The problem with such infrastructure is not the initial development overhead.
It's the maintenance. The long term, slow burn, uninteresting work that must be done continually. Someone needs to be behind it for the long haul or it will never get adopted and used widely.
Right now, at least, LLMs are not great at that. They're great for quickly creating smaller projects. They get less good the older and larger those projects get.
I mean the claim is that next generation models are better and better at executing on larger context. I find that GPT 5.4 xhigh is surprisingly good at analysis even on larger codebases.

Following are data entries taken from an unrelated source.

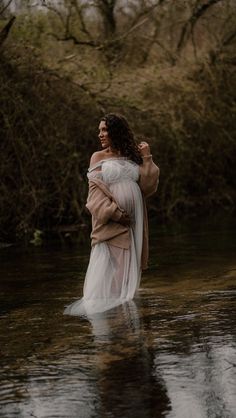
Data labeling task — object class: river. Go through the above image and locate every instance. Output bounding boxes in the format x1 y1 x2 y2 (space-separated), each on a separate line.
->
0 217 236 418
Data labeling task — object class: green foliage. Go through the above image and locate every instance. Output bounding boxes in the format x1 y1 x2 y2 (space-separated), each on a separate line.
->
0 45 98 238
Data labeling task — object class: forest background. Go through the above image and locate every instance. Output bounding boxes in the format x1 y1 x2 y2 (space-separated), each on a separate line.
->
0 0 236 241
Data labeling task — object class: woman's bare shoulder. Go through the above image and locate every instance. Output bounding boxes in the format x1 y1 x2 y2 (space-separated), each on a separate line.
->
89 150 106 167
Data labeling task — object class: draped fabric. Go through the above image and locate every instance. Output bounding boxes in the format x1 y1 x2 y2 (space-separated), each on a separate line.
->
64 158 143 316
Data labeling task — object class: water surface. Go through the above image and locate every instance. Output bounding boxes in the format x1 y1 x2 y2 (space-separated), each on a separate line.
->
0 222 236 418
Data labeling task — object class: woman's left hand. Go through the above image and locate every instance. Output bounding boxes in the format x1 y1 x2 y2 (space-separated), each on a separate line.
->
138 141 150 157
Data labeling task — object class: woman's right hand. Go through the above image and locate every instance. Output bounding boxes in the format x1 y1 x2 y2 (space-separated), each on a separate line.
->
119 212 131 226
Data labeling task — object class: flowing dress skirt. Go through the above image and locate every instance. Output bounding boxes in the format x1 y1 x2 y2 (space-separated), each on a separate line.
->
64 179 143 316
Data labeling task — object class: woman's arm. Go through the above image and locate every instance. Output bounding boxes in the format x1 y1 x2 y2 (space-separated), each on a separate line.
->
86 180 130 226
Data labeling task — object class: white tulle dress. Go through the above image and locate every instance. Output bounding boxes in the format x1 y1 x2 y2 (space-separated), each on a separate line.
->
64 158 143 316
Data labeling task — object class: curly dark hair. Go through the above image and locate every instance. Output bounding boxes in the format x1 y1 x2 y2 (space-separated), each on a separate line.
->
101 113 143 164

https://x.com/mitchellh/status/2029348087538565612
Stuff like this where these models are root causing nontrivial large scale bugs is already there in SOTA.
I would not be surprised if next generation models can both resolve those more reliability and implement them better. At that point would be sufficiently good maintainers.
They are suggesting that new models can chain multiple newly discovered vulnerabilities into RCE and privilege escalations etc. You can't do this without larger scope planning/understanding, not reliabily.
Replicating Chromium as a benchmark? ;)
Replicating Rust would also be a good one. There are many Rust-adjacent languages that ought to exist and would greatly benefit mankind if they were created.
The true solution to this is to fund things that are important, especially when billion-dollar companies are making a fortune from them.
Oh good, I was worried for a sec that people wouldn't be talking about AI in this thread.
Agreed. Which other software does society need badly?
Perhaps, you know, not every thing, especially not every thread on HN, has to be about AI?
I read the link twice and no AI or LLM mentioned. I don't know why people are so eager to chime in and try to steer the conversation towards AI.